Ni uno solo de ellos logró inquietarla como mujer, ni uno solo logró comprenderla en su sentir. En su mente fría y calculadora, analizaba que, si alguno la hubiera amado real­mente, no habría desmayado hasta conseguirla.

Tal vez esa falta de experiencia en el amor y sobre todo en las aventuras ocasionales, motivadas por la pasión, eran lo que no le permitía comprender, la actitud descarada y vulgar de su prima, la cual, siempre andaba persiguiendo a los hombres, ofreciéndoseles o coqueteándoles descaradamente, sin importarles si eran libres o casados, simplemente obtenía lo que quería y ya.

Por eso se indignaba, enfureciéndose por lo que consideraba humillante para una mujer, ya que no concebía que una mujer que se respetara pudiera llegar a tales extremos, por mucho que se amara a un hombre, siem­pre había que saber mantener el pudor y el recato.

Y Elena, a pesar de su edad no tenía ni uno, ni lo otro, mucho menos la madurez mental para ser discreta con sus aventuras. Bien podía vivir las aventuras sexuales que quisiera si lo hacía con discreción, evitando dar paso a las murmuraciones, pero no, tal parecía que a su prima le gustaba que todo el mundo supiera con quién estaba viviendo una aventura.

Dejó de cavilar sobre el tema y decidida se encamino al cuarto de baño. Con exactitud fue templando el vital líquido. La tibieza que recorrió toda su piel la fue relajando.

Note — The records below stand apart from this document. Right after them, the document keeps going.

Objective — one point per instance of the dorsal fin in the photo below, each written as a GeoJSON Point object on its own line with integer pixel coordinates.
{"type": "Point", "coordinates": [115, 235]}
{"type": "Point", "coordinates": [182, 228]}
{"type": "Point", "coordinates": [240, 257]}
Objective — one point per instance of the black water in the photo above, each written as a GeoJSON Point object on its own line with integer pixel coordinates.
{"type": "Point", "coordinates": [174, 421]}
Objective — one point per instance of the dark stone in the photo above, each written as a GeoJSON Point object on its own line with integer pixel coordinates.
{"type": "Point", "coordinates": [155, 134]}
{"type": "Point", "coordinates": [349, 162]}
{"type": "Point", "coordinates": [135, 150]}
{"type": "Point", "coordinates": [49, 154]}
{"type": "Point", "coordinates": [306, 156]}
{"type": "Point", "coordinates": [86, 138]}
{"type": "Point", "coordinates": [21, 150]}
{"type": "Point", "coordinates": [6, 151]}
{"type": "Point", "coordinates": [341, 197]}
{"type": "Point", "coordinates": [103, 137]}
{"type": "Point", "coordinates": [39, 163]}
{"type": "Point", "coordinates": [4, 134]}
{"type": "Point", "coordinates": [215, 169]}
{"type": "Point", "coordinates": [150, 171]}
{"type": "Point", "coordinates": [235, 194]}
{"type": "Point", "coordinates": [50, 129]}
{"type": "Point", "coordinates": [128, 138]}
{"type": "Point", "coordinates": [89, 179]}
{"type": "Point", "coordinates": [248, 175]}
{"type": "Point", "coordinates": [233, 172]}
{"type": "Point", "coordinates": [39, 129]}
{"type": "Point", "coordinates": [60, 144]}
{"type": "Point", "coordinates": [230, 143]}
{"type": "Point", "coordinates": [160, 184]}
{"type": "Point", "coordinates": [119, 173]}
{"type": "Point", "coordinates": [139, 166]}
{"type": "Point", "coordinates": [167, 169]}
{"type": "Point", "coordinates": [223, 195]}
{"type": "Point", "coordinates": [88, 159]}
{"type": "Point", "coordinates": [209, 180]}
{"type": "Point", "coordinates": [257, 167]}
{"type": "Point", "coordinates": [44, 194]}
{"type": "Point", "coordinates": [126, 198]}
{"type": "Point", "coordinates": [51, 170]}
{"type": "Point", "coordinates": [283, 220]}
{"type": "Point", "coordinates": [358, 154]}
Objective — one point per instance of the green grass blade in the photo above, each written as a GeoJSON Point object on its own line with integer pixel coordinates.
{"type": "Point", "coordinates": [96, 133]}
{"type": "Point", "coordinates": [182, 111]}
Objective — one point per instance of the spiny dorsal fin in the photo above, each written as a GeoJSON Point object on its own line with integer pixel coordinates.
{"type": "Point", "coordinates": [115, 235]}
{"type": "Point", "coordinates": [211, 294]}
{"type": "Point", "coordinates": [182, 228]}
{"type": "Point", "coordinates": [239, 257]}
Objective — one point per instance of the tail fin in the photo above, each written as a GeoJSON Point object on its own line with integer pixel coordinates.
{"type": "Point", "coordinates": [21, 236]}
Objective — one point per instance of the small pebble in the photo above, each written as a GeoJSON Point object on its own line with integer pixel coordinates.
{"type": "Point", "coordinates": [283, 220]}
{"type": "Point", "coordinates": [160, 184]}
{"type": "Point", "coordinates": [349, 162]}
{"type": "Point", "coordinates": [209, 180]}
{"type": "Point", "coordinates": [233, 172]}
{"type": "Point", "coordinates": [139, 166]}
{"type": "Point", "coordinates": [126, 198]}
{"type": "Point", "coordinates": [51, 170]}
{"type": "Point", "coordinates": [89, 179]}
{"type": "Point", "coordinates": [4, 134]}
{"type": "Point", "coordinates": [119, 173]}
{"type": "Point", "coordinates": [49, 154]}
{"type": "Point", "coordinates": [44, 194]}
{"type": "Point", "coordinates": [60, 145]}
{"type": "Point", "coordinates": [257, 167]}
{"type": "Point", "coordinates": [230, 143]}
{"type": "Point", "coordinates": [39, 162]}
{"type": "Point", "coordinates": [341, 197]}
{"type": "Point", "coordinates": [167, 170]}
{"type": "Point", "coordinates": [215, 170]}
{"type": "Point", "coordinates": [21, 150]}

De un rápido movimiento, cerró el grifo del agua caliente, soportando el helado fluido sobre su ser por unos segundos, sin moverse, cimbrándose, despejándose.

Volvió a templarla y después cerró la llave del agua fría, el líquido se fue calentando tanto, que su piel se enrojeció notablemente, volvió a templarla, a en­friarla, templarla, calentarla.

Repitió la operación hasta que se sintió completamente repues­ta, aquella forma de bañarse, yendo de un extremo al otro con el agua, era una costumbre que había adquirido, para prepararse antes de la presentación de alguna competencia hípica o para asis­tir a alguna junta de negocios.

Con el cuerpo chorreante de agua, salió de la regadera y con una nívea y afelpada toalla, se secó, tallando y masajeando su piel con esmero y fuerza.

Se sentó frente al tocador de su recámara y comenzó a aplicarse crema hidratante en toda la piel, con esmero y cuidado, tal y como lo hacía siempre, sin prisa alguna.

Unos minutos después, se contempló en el espejo por última vez, ya había terminado de arreglarse y ahora ya se encontraba lista para la confrontación con su prima.

De antemano sabía que no sería nada fácil, por el contrario, lo más seguro era que terminarían discutiendo como de costumbre, pero aho­ra si estaba decidida a ser contundente.

Debía ser inflexible y determinante, tal y como acostumbraba a serlo en los negocios, tal como lo había sido siempre, sin importarle otra cosa que dejar en claro la situación para el bien de todos.

Sí, ahora no podía dar un paso atrás, tenía que presionar a su prima de tal manera que a Elena no le quedará otro remedio que aceptar sus condiciones o mar­charse de aquella casa que hasta el momento le había servido como hogar, ese hogar que el destino le arrebatará.